Pourquoi la France intéresse l'Indonésie

Le quatrième pays le plus peuplé du monde, dans lequel se rend François Hollande ce mercredi, veut mieux gérer son domaine maritime. La France a une expérience forte à lui apporter. Par Eric Frecon, Enseignant-chercheur (Ecole navale), Coordinateur de l'Observatoire Asie du Sud-est (Asia Centre)
(Crédits : DR)

En 2014 et 2015, deux rapports parlementaires appelaient coup sur coup à « reprendre pied en Asie du Sud-est », dans « une région fondamentale pour conduire une diplomatie globale ». On ne peut alors que saluer la prochaine visite présidentielle en Indonésie, en Malaisie et à Singapour.

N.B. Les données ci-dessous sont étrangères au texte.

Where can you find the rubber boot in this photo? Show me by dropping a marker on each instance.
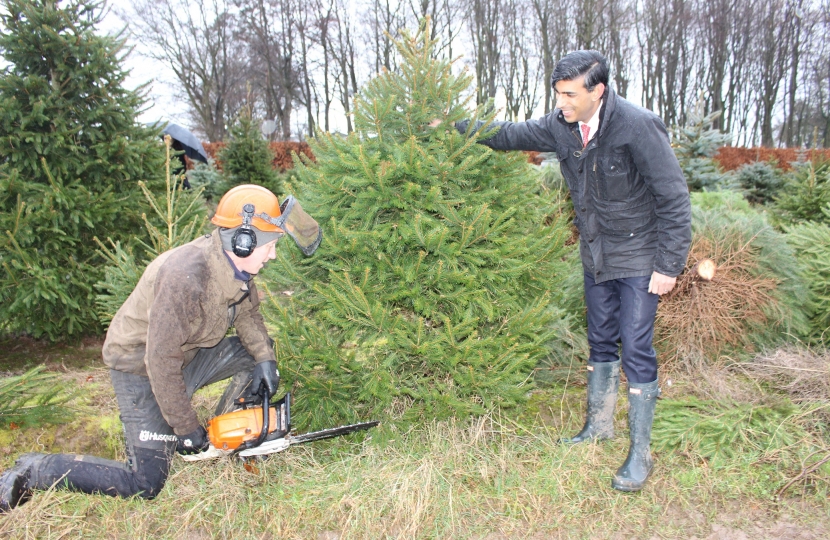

La France est déjà très présente à Singapour, où sa communauté est passée de 5 000 personnes enregistrées en 2005 à 12 000 en 2015. La cité-Etat pointait au 15e rang des exportations d'armes françaises en 2015. La Malaisie s'affichait sept rangs plus haut : 8e. Kuala Lumpur a acheté des sous-marins made in France au début des années 2000 et a fait l'objet de plusieurs visites de Jean-Yves Le Drian ces derniers mois.

La plus grande communauté musulmane du monde

Reste l'Indonésie, quatrième pays le plus peuplé, fort de la plus grande communauté musulmane au monde et s'étendant sur une distance supérieure à celle entre Dublin et Téhéran. La dernière visite d'un président français sur cet archipel de 17 000 îles remonte à 1986. Nicolas Sarkozy avait annulé un déplacement alors que l'Indonésie présidait l'ASEAN (Association of Southeast Asian Nations) en 2011. Le séjour de François Hollande vient donc combler un manque même si un président en fin de mandat, qui ne se représente pas, laissera toujours moins de trace qu'un nouvel élu.

Le marché indonésien, entre autres de l'armement, est déjà investi par les Chinois, Sud-Coréens, Russes et Américains. La France a certes des arguments à faire valoir, notamment dans la formation et le service après-vente, mais aux équipements doivent s'ajouter les idées. A ce titre, Paris dispose d'un coup d'avance, en particulier dans le domaine maritime du fait des objectifs similaires et grâce à son concept d'Action de l'État en Mer (AEM) - à savoir la gestion de l'ordre public en mer coordonnée par les préfets maritimes, sous l'autorité du Premier ministre et avec les équipements de toutes les administrations, dont la Marine, à leur disposition.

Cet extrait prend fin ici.